There was a sobering angle on the Iraq-prison abuse story today, hidden down in the body of the latest Howard Kurtz media column in the Washington Post. Find that headline, "A Kerry-Worrying Trend" and then dig down past the layers of inside-the-Beltway paranoia and score keeping. Once again, Kurtz is not making a comment that is directly religious in nature.
But there is a ghost hiding in there, a comment about the way America feels its way through horrifying issues of these kinds and the emotions that flow out of them. If there are a moral, cultural and God-beat angles to the abuse itself, and clearly there are, then Kurtz is onto something important.
The big question line: Why did Americans freak out about this story when we did? After all, reports of trouble in the prisons surfaced last May in the New York Times. I'll let Kurtz take it from there:
In October, the Los Angeles Times reported on negligent homicide charges against two Marines in the death of a prisoner, and said six others were charged with hitting and kicking prisoners. In December, the paper covered charges against a Marine officer who ordered prisoners to stand for 50 minutes each hour, handcuffed, with burlap bags over their heads.

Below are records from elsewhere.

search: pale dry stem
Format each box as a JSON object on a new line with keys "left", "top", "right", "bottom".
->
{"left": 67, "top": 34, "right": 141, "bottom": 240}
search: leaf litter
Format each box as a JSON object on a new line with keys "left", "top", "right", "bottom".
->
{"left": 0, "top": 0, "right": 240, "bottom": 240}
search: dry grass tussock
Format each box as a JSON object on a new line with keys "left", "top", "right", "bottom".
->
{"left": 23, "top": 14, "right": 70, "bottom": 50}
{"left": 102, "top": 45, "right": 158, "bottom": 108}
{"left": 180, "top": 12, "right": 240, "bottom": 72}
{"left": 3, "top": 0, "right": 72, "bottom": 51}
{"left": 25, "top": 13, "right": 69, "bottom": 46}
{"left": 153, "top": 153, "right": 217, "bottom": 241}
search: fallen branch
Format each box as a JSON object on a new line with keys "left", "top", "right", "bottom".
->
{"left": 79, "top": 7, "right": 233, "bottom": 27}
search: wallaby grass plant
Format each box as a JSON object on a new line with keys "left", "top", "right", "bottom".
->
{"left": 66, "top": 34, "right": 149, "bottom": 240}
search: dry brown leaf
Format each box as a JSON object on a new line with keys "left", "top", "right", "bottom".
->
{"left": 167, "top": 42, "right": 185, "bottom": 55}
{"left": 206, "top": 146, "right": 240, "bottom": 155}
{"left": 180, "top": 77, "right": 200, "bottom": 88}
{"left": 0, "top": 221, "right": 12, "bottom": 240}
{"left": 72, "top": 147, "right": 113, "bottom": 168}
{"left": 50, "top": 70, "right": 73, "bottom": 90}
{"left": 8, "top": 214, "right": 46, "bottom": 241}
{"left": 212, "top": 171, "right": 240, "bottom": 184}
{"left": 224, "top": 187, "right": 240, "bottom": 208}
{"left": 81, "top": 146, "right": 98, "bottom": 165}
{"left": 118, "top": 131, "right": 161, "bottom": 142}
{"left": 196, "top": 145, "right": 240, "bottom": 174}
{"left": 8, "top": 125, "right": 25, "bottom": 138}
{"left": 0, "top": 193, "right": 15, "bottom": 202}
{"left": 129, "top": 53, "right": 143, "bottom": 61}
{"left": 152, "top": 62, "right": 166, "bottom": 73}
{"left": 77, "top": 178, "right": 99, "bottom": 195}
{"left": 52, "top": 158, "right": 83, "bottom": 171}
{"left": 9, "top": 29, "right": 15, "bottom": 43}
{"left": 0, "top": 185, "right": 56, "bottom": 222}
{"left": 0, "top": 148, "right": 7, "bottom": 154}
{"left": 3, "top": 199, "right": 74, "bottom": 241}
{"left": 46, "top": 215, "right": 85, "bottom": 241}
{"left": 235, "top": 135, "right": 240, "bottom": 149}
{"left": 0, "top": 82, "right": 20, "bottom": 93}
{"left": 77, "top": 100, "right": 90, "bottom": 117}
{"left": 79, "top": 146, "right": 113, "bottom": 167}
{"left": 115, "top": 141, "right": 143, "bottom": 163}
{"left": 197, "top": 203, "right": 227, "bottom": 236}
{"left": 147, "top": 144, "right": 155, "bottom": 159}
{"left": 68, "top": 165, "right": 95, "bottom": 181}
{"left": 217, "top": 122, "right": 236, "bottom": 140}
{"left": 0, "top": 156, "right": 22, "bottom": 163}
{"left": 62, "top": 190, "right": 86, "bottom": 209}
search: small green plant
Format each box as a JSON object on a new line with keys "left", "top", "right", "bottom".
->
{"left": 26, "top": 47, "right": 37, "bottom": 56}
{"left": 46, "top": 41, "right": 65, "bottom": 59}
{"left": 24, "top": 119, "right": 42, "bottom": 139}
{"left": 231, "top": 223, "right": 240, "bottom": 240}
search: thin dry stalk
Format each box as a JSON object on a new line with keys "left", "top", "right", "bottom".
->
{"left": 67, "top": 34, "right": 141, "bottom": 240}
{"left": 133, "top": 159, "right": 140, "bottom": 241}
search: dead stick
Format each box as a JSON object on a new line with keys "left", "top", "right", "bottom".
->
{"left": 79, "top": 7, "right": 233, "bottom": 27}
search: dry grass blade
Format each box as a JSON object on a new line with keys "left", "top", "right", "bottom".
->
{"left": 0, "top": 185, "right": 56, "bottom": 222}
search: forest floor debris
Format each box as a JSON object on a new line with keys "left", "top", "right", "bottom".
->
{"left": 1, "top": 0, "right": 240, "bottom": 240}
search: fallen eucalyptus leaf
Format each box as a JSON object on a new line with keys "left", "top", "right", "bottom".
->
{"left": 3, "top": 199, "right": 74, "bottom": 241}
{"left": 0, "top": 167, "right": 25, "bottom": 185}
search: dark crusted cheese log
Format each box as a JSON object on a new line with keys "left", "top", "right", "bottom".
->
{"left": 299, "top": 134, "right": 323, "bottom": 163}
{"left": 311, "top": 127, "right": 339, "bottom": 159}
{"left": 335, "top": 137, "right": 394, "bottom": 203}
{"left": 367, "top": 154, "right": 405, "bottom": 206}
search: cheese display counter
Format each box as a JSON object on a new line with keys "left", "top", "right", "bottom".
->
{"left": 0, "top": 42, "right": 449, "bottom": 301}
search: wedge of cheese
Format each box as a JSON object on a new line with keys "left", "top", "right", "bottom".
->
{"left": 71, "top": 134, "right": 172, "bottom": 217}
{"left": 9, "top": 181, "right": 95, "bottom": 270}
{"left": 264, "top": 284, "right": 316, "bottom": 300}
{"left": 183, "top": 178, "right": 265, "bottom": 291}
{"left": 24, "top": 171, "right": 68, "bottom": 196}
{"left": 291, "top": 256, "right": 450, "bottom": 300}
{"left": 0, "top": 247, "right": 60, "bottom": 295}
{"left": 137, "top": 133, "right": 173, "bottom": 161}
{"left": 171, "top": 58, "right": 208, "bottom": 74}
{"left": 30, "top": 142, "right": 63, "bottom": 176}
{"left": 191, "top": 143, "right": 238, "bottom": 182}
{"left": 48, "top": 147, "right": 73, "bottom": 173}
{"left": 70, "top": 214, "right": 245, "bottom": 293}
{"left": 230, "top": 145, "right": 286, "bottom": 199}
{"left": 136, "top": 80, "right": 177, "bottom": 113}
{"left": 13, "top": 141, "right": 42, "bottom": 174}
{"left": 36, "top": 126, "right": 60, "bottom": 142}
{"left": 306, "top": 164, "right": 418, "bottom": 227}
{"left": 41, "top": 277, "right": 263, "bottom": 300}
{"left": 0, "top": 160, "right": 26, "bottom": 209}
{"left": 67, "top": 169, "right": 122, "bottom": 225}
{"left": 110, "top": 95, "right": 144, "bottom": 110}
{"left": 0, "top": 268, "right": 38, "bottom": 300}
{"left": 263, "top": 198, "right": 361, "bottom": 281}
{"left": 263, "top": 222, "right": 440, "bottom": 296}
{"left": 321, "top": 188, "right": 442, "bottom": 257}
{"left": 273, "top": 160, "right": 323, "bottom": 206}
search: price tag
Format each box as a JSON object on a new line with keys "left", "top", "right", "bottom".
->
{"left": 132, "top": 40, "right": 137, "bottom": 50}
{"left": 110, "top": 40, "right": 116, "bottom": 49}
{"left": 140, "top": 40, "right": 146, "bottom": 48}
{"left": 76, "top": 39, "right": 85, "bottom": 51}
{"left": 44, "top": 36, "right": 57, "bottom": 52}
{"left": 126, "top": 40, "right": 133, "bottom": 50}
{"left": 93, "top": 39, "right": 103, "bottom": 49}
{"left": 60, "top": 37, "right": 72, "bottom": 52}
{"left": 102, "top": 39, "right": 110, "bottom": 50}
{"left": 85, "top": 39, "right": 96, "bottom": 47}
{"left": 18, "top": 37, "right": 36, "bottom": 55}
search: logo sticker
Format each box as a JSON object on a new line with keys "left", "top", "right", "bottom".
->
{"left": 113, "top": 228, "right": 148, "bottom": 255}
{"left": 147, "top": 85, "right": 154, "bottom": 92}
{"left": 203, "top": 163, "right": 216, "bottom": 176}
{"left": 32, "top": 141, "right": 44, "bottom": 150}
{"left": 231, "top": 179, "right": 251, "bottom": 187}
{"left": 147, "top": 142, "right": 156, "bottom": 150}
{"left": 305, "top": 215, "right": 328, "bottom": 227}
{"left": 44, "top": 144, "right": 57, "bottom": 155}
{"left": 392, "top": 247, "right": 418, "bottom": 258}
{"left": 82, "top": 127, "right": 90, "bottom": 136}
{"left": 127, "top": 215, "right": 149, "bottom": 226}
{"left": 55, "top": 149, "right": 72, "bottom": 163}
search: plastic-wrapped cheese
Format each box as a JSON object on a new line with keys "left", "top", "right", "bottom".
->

In October, The Washington Post reported on charges against an Army commander who fired his pistol near a detainee's head. And several news organizations reported in March that six soldiers were criminally charged in the alleged assault and sexual abuse of about 20 Iraqi prisoners. Most of these stories ran on inside pages.
Amazingly, CNN reported in January that, according to a Pentagon official, "U.S. soldiers reportedly posed for photographs with partially unclothed Iraqi prisoners." The story sank without a trace.
So what happened? As Kurtz put it, why "didn't these reports get what political strategists call 'traction'?"
The bottom line is that mere words on a printed page were not enough to cause action. No, Media America needed pictures. Americans needed something that directly tapped into emotions and caused a hyper-news meltdown. Nothing is real until we feel that it is real. Facts just won't cut it.
And let me add that finding a powerful sexual hook didn't hurt this story either. As we all know, this is what makes for major news play -- even on the God beat. Sex and pictures. I cannot tell you how many journalists have told me (especially television journalists) that one of the main reasons they have trouble selling religion stories to their bosses is that the art is not strong enough. You know, all of those people standing around in robes and gray suits. Ugh. You need something that sizzles.
Pause for a moment and consider the stark implications of this reality for, let's say, the clergy abuse scandals in Catholicism and other religious groups.